Dossier Japon : Le point de vue de Hiroaki Misawa, basé à Tokyo, chez Aberdeen Asset Management
(Available in English) Hiroaki Misawa, gérant d’actif assistant chez Aberdeen Asset Management, basé à Tokyo, commente les moteurs de croissance de l’économie japonaise, confrontée aujourd’hui à une demande domestique proche de son potentiel.
• Anticipez-vous une baisse des taux supplémentaire ?
Je ne prévois pas de baisse supplémentaire des taux dans un avenir proche, à condition que peu de mouvements sérieux de devises ou de dégâts ne se produisent. Au demeurant, nous n’anticipions pas le passage à des taux négatifs si rapidement, dès la fin janvier. Cela dit, la diversification des méthodes d’intervention de la Bank of Japan (BOJ), en ne s’adonnant plus uniquement à de l’assouplissement quantitatif (Quantitative easing, QE) massif, est pertinente. Est-ce que cette stratégie permettra d’atteindre la cible affichée de 2 % d’inflation en 2017 ? Non, et d’ailleurs, personne n’y croit. Avec un potentiel de croissance du PIB compris entre seulement 0 et 0,5 %, comme c’est le cas à l’heure actuelle, ce résultat est impossible à réaliser. Toutefois, le fait que la BOJ continue de communiquer sur cet objectif de 2 % indique qu’elle va poursuivre sa politique monétaire expansionniste.
• Quelle est votre analyse de l’évolution de la consommation japonaise ?
La faiblesse de la consommation (en repli de 0,9 % au quatrième trimestre 2015 par rapport au trimestre précédent) ne constitue pas une surprise. Un affermissement de la demande ne peut venir que de la poursuite des réformes, même si, in fine, son potentiel de croissance n’est pas très élevé : La consommation des ménages, qui ont l’habitude de n’acheter que ce dont ils ont besoin, représente déjà 60 % du PIB du Japon. Un autre frein structurel à un accroissement de la demande globale du pays est le vieillissement démographique. Ces éléments expliquent d’ailleurs pourquoi je ne crois pas que la mise en œuvre du Trans-Pacific Partnership (TPP) contribuera à une relance significative de la demande.
Il est vrai cependant qu’une augmentation généralisée des salaires pourrait contribuer à un renforcement de l’activité. De nets progrès s’observent dans ce domaine, mais ils concernent surtout les grandes entreprises. Maintenant, il faudrait que la montée des rémunérations constatée dans ces sociétés se propage aux petites et moyennes entreprises (PME), qui participent à l’embauche de 90 % de la population active japonaise. Un petit soutien à la consommation vient aussi de la forte expansion du tourisme, directement corrélée à la dépréciation du yen. Pour autant, on ne saurait tabler sur cette tendance – qui pourrait bien ne correspondre qu’à un phénomène de court terme – pour assurer un appui durable à l’activité.

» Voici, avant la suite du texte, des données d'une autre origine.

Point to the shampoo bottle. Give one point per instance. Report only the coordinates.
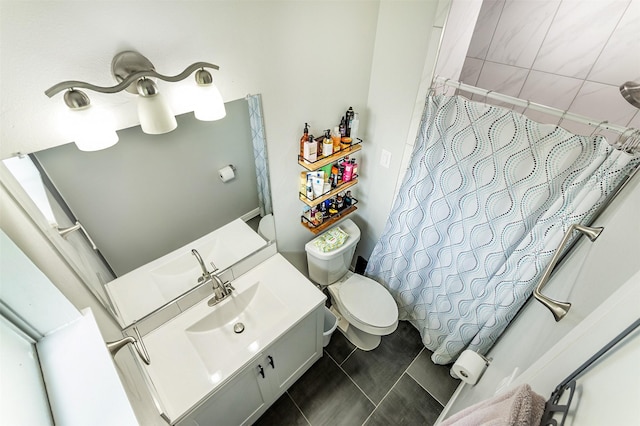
(310, 153)
(327, 146)
(304, 138)
(348, 171)
(355, 124)
(335, 137)
(348, 120)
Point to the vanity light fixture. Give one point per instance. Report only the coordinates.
(135, 74)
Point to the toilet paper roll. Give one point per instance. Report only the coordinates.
(227, 173)
(469, 366)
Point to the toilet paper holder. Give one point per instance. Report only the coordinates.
(227, 173)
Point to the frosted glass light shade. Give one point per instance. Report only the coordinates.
(209, 105)
(91, 128)
(155, 115)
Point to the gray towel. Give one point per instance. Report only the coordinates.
(520, 406)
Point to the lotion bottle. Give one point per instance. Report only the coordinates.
(355, 124)
(348, 121)
(327, 146)
(348, 171)
(335, 137)
(304, 138)
(310, 153)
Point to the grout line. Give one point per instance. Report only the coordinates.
(359, 388)
(350, 378)
(535, 58)
(606, 43)
(418, 382)
(427, 390)
(348, 356)
(299, 409)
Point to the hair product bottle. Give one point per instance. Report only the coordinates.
(335, 137)
(327, 145)
(348, 171)
(310, 152)
(348, 120)
(304, 138)
(353, 128)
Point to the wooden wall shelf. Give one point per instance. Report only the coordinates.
(329, 159)
(327, 223)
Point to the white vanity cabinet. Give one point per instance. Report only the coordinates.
(249, 393)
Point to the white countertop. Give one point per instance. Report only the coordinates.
(186, 366)
(151, 286)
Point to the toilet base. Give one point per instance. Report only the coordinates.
(360, 339)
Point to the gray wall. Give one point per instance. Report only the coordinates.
(151, 194)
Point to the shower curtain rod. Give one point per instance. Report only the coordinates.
(562, 114)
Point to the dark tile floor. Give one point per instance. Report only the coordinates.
(395, 384)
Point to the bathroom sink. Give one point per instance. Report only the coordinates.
(197, 351)
(147, 288)
(255, 306)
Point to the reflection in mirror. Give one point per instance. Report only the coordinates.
(149, 195)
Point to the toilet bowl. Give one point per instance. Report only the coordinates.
(266, 228)
(366, 308)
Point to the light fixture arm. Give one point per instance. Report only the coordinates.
(131, 78)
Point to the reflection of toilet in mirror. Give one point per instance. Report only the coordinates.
(367, 308)
(266, 228)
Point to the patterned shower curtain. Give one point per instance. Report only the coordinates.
(260, 153)
(484, 204)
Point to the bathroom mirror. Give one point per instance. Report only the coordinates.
(149, 194)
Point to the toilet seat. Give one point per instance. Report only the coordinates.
(366, 304)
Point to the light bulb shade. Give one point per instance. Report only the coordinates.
(155, 115)
(90, 128)
(209, 105)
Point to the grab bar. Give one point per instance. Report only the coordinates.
(115, 346)
(64, 232)
(560, 309)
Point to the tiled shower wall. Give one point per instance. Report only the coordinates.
(568, 54)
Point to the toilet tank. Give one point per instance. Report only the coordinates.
(327, 268)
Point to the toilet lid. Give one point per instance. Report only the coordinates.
(368, 301)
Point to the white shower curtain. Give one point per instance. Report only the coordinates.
(260, 153)
(486, 200)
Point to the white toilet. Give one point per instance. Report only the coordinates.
(367, 308)
(266, 228)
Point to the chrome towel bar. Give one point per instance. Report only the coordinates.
(560, 309)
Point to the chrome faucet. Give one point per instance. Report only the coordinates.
(220, 288)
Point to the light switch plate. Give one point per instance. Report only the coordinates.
(385, 159)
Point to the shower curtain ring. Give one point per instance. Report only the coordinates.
(562, 117)
(445, 89)
(486, 96)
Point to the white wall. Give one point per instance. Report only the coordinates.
(401, 45)
(569, 54)
(590, 274)
(310, 60)
(534, 66)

• L’application du nouveau code de gouvernance porte-t-elle ses fruits ?
Son instauration en juin 2015 produit déjà des effets positifs. Depuis, nous avons noté une augmentation du taux de distribution des dividendes. Nous pouvons aussi rencontrer et poser nos questions directement aux directions des groupes cotés, ce qui n’était pas le cas auparavant. Reste à voir si ces celles-ci prendront en compte nos messages. Quoi qu’il en soit, les pratiques de gouvernance actionnariale s’améliorent progressivement, sous la pression du gouvernement qui souhaite absolument attirer plus de capitaux étrangers. Il n’empêche, le marché des actions demeure volatil, influencé par l’humeur des investisseurs extérieurs qui s’interrogent quant à la solidité de la croissance mondiale, et se montrent parfois trop axés sur les fluctuations à court terme du yen. Mieux vaut considérer les effets à long terme de sa tendance longue à la dépréciation. Dès lors qu’elle permet de gagner des parts de marchés, la baisse de la devise assure de facto un meilleur retour sur investissement à l’investisseur de long terme. Aujourd’hui, il existe en outre de multiples sociétés japonaises encore faiblement valorisées, peu endettées et dotées de technologies d’avenir.